Washington voters passed Initiative 1163 this month, requiring 75-hours of training and FBI background-checks for all professional caregivers.  These new measures for senior caregivers seem like good ideas, but the governor of the state and many senior care professionals were advocating against this measure. Caregiverlist researched this issue to find out why.

One union, SEIU (Service Employees International Union), spent more than $1 million dollars to promote passage of this new requirement for 75-hours of caregiver training.  This union's membership includes caregivers paid through Medicaid programs.  Medicaid is the state and federal health care program for low-income seniors and the disabled.  The state of Washington estimates it will cost as much as $80 million to implement this new training program and the FBI background-check requirements.  The same initiative was passed in 2008 but was never implemented because there were no state funds to pay for it.  Caregiver training and background checks are currently required before a caregiver can be staffed (the training is much less than 75-hours and state police background-checks are currently required).

Right now, Medicaid pays for nursing home care for as long as a Medicaid recipient may need it, in every state in the U.S.A.  But Medicaid does not pay for senior caregiving services in the home in every state.  As the senior population grows and states battle with budget challenges, new programs will be needed to address how to provide cost-effective quality care.  Is 75-hours of caregiver training for home caregivers one answer?  What if a senior caregiver has many years of experience - would the same 75-hours of training be required?  What if senior home care agencies already provide adequate training through on-going seminars and online caregiver training programs?  Does Washington's 75-hour training program meet the appropriate training needs for all caregivers? 

Caregiverlist reached out to Julianne Ferguson, who has worked as a senior care professional in Washington for more than 20 years, to learn more about why this new training and background check requirement was presented for a vote and passed.

You can review Washington State Initiative 1163 here. 

Quick Read:  Go to the Caregiverlist Analysis at the end of this article.

Caregiverlist Q  & A with Julianne Ferguson, Administrator, Advanced Health Care and Board Member of the Washington Private Duty Association and National Private Duty Association (senior home care is referred to as “private-duty care” in the senior care industry).

Caregiverlist:  Initiative 1163 was passed by Washington state's residents yesterday.  Before we discuss the specifics of this initiative, we wanted to note that this election was Washington's first all-mail general election.

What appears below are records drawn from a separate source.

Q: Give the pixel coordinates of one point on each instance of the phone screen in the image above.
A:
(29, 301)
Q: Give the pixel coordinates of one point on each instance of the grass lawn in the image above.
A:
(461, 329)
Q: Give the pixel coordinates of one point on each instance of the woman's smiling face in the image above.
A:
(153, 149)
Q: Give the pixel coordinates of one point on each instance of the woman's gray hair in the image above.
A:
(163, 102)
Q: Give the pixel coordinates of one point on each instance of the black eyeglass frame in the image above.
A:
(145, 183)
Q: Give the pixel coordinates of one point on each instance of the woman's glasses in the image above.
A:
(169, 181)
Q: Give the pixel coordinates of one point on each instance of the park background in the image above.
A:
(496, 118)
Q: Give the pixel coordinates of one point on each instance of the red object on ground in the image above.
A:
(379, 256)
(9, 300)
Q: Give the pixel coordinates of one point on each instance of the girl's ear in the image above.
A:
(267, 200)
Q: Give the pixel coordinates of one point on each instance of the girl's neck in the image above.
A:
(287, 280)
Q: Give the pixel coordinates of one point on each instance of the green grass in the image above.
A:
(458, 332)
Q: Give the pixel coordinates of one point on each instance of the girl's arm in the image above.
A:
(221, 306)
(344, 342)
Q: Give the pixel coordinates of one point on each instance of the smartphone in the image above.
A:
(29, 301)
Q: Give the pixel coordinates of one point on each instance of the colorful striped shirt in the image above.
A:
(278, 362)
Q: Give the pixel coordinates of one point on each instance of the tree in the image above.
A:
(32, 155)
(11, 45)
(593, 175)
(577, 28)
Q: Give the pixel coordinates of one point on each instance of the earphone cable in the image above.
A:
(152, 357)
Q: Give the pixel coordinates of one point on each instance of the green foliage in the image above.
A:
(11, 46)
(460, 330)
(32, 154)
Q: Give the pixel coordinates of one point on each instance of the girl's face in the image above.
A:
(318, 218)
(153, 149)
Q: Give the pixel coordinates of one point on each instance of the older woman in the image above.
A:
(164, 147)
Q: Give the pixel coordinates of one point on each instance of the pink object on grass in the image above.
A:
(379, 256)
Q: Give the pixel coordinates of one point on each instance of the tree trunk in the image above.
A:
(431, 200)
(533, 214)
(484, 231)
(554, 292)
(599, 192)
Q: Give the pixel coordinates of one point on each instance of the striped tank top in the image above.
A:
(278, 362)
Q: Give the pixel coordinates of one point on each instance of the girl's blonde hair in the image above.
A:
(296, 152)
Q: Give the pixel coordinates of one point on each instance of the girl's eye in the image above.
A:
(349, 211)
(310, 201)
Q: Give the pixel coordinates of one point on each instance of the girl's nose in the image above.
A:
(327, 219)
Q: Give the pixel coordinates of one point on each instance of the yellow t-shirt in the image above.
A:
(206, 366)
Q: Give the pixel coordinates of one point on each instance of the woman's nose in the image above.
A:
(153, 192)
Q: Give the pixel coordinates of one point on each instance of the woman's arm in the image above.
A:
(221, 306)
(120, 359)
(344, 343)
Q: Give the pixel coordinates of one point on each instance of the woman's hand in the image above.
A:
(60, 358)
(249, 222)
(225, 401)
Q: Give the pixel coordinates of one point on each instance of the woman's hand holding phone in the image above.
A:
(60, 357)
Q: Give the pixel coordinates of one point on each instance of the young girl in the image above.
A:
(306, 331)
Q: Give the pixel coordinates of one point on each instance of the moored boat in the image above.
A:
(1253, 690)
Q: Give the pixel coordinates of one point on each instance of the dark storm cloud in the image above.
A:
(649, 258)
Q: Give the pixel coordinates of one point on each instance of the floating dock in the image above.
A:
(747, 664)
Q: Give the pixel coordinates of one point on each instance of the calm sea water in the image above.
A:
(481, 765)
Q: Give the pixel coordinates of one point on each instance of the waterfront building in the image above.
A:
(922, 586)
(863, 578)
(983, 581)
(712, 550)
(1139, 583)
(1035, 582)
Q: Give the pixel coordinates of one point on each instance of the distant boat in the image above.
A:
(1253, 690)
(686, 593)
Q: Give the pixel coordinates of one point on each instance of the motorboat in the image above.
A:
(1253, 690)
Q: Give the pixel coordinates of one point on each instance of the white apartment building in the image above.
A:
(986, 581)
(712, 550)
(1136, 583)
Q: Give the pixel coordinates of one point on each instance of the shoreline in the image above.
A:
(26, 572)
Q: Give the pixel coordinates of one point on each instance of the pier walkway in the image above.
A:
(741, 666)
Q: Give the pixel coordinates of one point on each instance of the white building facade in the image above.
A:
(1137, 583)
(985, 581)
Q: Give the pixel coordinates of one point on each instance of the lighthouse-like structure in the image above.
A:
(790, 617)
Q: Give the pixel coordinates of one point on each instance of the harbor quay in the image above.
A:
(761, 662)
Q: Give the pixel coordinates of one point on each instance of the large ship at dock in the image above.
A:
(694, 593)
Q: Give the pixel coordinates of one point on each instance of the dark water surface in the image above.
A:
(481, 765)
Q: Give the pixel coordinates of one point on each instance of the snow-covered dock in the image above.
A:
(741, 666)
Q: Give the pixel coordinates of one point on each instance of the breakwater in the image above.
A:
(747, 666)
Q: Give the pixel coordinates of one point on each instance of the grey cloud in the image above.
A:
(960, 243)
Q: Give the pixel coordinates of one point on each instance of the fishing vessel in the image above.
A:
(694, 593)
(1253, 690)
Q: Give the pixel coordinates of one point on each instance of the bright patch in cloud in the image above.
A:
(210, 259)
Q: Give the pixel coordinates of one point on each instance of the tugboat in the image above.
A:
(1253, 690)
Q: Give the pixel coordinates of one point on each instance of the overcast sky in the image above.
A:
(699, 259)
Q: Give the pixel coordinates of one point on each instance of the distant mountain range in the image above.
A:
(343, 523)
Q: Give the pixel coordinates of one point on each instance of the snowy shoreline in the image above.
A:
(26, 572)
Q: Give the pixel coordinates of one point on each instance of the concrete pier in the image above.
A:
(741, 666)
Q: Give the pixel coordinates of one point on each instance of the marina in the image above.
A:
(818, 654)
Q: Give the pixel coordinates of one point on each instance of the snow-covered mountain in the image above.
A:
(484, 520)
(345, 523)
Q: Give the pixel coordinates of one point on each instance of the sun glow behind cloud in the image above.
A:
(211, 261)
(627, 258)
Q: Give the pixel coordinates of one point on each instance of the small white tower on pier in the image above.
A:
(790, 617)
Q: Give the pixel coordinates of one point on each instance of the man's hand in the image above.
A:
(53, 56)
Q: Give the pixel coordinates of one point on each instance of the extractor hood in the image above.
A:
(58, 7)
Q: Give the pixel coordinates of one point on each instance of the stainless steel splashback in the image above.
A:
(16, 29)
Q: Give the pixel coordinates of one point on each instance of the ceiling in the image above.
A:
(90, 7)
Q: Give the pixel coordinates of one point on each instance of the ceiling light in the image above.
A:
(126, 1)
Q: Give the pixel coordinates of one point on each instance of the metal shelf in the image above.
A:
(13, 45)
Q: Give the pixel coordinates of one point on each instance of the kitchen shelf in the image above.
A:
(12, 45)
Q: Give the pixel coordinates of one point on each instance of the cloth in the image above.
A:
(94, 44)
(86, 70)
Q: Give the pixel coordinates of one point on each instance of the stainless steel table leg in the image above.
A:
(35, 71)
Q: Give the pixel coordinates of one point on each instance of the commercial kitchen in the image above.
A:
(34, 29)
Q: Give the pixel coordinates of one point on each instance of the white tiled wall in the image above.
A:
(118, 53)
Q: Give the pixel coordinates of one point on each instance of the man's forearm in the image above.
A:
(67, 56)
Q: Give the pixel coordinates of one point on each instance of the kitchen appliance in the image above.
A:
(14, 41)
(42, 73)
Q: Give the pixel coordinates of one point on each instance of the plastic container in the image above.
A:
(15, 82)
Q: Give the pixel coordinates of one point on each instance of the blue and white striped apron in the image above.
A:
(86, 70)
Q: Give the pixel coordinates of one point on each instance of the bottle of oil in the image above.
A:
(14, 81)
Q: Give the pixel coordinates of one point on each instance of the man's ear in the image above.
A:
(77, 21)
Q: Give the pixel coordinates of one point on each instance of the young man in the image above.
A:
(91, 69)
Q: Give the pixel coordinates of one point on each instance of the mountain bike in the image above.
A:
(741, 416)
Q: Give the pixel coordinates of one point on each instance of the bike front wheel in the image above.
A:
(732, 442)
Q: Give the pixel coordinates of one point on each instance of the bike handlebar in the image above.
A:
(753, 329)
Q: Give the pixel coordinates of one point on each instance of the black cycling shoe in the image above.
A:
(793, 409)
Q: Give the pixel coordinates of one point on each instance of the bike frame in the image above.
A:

What are you hearing about the voter turnout?  Did the all-mail ballots during an off-year election cause people to be more informed or less informed, do you think?  

Julianne Ferguson:  Voter turnout was predictably low.  Most of the state has used mail-in ballots for years and in most counties there were no    options.  This was the first election where every county had only mail in ballots.  I’m am not aware of discussion or concerns regarding people being more or less informed because of the type of balloting available.

Caregiverlist:  Initiative 1163 introduced the same measures from an initiative that was passed in 2008, with the requirement of 75-hours of training and FBI background checks for home care workers.  How many years have you been a senior home care professional in Washington?  Do you recall what incident or events lead to the introduction of the first initiative in 2008?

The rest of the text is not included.